New-to-me music: David Mallett
I installed the Pandora app on my iPhone a month or so ago, and have been listening to it occasionally. But it somehow doesn't seem to fit the way I want to listen to music as well as the iPod app does, so I haven't listened to it all that much, and most of what it's played for me hasn't especially impressed me.
However, it has introduced me to one new-to-me musician who I like a lot: David Mallett, best known for having written "The Garden Song" way back when. I'd learned that song from Rise Up Singing (and some friends who knew the melody), and liked it quite a bit, but it hadn't occurred to me to look up more music by the person who wrote it.
The song of his that Pandora played for me was "Ballad of the St. Anne's Reel." The tune was catchy enough that I went and looked it up in the iTunes Store, where I found it on his compilation album Inches and Miles, a 20-song album from the early '90s that includes most of the songs from his first two albums and a couple from his third, from the late '70s and early '80s. I would not have guessed; in fact, I assumed he was a new up-and-coming folksinger until I started writing this entry and looked him up.
(If you want more than 30-second clips, or if you don't have iTunes, you can also buy the MP3 versions of the three original albums, David Mallett and Pennsylvania Sunrise and Hard Light, from CD Baby, where you can download and listen to free 2-minute clips from all the songs.)
I ended up buying the whole album from the iTunes Store. So for the past three weeks, every now and then in my iTunes rotation a pretty tune I haven't heard before comes on and makes me smile and I start tapping my toes and I look to see what the song is and it's another one from this album. I've only listened to about half the album so far, but I like every one of the songs I've heard.
I haven't yet listened to the lyrics as carefully as I would like, but the voice and guitar and occasional fiddle vaguely remind me in various ways of Bill Staines, John McCutcheon, James Keelaghan, Fred Small, and Lee Murdock, with a touch of country mixed in. (But much less political than McCutcheon and Small.)

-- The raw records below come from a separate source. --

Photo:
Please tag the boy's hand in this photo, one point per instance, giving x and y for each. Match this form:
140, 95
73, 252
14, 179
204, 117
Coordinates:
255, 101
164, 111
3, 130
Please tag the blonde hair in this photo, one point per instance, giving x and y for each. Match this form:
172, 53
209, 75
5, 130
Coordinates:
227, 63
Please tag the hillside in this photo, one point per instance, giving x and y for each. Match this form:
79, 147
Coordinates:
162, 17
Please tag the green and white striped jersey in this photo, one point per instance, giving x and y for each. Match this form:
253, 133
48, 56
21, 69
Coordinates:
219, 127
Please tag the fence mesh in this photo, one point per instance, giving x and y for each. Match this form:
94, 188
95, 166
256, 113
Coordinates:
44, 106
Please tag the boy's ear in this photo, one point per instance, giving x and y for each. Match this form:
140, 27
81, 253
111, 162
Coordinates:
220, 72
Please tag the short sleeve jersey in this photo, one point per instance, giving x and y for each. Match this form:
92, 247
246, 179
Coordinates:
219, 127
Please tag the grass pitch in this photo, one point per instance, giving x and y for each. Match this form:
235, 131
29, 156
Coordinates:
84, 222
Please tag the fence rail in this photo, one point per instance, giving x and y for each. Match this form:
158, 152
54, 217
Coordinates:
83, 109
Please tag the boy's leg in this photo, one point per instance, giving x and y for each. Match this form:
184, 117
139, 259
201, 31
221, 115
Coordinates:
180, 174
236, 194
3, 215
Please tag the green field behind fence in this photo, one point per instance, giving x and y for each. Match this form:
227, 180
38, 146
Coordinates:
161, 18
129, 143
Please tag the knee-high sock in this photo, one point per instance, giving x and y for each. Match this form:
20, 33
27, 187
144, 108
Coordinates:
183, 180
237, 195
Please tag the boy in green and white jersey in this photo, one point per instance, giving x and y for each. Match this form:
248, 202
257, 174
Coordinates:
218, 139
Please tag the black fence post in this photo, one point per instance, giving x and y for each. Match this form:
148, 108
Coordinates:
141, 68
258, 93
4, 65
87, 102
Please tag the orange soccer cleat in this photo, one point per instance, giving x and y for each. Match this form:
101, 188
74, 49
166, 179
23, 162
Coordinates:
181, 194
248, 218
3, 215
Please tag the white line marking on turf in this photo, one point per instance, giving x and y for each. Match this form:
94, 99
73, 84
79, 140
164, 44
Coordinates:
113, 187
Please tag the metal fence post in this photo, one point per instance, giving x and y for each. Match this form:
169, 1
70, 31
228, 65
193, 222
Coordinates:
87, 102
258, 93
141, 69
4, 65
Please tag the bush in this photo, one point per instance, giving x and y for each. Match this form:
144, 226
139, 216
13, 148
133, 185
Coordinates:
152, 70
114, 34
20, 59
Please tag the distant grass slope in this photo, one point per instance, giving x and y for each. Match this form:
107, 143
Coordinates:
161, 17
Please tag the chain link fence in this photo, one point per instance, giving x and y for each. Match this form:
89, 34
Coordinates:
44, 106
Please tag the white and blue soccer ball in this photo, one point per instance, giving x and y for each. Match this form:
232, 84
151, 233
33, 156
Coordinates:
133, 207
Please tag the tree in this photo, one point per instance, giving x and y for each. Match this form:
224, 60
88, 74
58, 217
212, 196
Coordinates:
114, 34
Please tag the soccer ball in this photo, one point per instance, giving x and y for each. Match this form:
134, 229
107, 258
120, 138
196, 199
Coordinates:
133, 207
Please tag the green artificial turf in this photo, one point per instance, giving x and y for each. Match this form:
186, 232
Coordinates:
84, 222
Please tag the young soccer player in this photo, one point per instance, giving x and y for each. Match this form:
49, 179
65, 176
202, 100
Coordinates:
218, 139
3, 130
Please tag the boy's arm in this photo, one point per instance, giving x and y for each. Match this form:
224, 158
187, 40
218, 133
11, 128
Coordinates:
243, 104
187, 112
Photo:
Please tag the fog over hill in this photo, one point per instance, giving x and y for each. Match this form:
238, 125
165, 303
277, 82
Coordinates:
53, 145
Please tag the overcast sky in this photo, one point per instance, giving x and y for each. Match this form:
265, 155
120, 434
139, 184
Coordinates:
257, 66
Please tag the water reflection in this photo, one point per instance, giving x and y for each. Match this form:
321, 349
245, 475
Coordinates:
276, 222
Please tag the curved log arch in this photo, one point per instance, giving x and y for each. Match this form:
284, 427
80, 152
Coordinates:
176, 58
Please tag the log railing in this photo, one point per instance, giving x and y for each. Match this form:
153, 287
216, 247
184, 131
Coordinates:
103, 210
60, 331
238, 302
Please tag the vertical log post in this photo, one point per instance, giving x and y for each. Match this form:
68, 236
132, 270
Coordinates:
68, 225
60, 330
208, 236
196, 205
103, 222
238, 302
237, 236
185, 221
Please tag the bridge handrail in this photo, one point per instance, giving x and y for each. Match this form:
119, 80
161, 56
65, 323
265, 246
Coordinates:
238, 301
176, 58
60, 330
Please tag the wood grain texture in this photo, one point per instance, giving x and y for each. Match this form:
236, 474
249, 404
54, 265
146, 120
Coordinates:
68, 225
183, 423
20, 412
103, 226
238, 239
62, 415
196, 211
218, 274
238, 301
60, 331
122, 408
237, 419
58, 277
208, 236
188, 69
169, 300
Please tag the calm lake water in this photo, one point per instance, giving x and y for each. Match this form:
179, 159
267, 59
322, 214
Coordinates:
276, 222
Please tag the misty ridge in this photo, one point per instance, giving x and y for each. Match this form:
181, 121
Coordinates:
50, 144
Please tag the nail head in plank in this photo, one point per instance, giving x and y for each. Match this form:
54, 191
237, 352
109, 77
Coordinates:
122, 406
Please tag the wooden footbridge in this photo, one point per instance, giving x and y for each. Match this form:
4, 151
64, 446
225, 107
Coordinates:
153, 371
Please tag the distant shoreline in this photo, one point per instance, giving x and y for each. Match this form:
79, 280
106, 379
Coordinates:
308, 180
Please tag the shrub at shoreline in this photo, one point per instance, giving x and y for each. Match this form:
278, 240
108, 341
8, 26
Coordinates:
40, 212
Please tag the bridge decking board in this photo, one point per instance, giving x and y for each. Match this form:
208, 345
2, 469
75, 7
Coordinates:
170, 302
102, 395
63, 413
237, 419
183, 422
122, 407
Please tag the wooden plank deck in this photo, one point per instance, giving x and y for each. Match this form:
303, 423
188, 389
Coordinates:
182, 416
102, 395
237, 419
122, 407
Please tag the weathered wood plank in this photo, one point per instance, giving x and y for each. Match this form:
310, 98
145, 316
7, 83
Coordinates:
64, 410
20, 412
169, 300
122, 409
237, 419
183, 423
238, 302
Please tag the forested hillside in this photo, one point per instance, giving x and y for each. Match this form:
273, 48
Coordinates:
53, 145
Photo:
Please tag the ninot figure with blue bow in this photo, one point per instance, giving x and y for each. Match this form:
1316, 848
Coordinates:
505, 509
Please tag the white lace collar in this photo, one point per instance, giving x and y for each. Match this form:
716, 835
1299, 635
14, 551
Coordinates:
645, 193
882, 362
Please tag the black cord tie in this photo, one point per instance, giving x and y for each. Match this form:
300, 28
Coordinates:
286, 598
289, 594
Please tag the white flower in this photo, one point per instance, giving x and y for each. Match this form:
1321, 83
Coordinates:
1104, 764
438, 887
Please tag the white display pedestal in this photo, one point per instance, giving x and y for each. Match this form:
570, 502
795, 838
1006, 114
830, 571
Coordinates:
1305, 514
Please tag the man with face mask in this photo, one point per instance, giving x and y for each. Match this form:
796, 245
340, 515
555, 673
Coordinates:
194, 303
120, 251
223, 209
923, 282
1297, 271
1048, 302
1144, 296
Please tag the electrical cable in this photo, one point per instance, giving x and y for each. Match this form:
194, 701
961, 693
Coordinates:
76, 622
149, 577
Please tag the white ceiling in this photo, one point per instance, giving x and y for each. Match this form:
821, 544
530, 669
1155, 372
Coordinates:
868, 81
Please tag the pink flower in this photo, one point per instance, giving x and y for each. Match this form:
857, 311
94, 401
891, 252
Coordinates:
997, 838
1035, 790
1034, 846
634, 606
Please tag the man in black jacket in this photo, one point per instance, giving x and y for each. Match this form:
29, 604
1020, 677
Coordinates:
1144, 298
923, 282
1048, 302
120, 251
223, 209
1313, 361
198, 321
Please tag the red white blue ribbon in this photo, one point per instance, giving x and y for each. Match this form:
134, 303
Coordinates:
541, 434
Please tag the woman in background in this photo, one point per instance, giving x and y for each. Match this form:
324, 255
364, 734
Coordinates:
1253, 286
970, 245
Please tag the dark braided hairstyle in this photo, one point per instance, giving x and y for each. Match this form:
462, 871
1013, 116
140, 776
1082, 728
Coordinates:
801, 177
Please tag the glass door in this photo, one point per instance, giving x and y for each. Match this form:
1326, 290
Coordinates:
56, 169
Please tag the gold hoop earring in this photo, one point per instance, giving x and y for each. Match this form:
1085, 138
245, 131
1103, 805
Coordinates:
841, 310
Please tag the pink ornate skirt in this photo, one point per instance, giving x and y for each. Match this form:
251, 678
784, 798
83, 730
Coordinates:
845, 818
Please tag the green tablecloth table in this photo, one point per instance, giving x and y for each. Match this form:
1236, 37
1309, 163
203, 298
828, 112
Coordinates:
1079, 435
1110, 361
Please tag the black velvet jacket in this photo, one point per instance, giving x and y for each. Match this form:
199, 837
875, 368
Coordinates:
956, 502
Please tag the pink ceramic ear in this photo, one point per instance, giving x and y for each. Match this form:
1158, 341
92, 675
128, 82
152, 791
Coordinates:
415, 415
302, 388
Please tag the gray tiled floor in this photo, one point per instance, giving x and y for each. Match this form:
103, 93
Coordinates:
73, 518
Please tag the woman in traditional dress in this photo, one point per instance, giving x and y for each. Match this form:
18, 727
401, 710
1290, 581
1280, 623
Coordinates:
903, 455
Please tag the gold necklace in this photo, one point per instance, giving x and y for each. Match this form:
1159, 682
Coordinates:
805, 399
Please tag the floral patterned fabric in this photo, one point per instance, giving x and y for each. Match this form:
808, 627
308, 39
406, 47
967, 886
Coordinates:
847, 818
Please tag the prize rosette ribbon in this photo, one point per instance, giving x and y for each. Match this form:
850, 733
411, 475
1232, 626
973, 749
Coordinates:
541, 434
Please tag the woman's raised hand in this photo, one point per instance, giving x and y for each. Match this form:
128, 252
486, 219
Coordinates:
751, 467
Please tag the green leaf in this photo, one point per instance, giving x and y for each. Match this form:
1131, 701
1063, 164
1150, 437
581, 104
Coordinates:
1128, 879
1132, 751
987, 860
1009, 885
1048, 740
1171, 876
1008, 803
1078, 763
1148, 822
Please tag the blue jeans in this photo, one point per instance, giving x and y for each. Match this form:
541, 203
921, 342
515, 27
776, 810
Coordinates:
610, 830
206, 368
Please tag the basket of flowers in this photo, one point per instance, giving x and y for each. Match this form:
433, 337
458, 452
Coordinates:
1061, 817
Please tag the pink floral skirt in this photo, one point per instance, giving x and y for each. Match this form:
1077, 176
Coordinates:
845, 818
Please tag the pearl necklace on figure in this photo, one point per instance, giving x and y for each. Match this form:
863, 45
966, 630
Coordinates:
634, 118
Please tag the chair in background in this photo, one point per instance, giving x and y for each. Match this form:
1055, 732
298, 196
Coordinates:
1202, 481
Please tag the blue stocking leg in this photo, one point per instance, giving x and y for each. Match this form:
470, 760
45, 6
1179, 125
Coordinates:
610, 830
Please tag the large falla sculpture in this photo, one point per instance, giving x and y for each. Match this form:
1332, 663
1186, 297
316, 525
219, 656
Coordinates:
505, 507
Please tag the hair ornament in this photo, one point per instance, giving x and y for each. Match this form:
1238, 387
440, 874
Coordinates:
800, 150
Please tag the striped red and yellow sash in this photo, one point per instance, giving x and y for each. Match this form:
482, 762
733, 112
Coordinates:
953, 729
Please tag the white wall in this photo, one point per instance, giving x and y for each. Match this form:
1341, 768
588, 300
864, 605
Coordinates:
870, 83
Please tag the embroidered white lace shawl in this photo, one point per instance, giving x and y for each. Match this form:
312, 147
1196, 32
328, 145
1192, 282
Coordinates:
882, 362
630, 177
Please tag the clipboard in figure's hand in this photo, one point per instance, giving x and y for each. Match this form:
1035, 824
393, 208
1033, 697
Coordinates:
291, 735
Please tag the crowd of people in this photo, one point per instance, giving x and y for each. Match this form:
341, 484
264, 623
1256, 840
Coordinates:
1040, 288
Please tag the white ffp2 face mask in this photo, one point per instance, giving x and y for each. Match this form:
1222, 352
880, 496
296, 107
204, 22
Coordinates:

Anyway, good stuff. If any of you like this kind of thing and don't know about Mallett, go listen to some clips and see what you think. I recommend starting with "Ballad of the St. Anne's Reel."
Of course, it may well be that everyone else who'd be interested knows about him already. I'm surprised that I've never heard of him before, given how long he's been writing and singing songs.
I haven't yet listened to any of his more recent stuff, but I'm looking forward to doing so.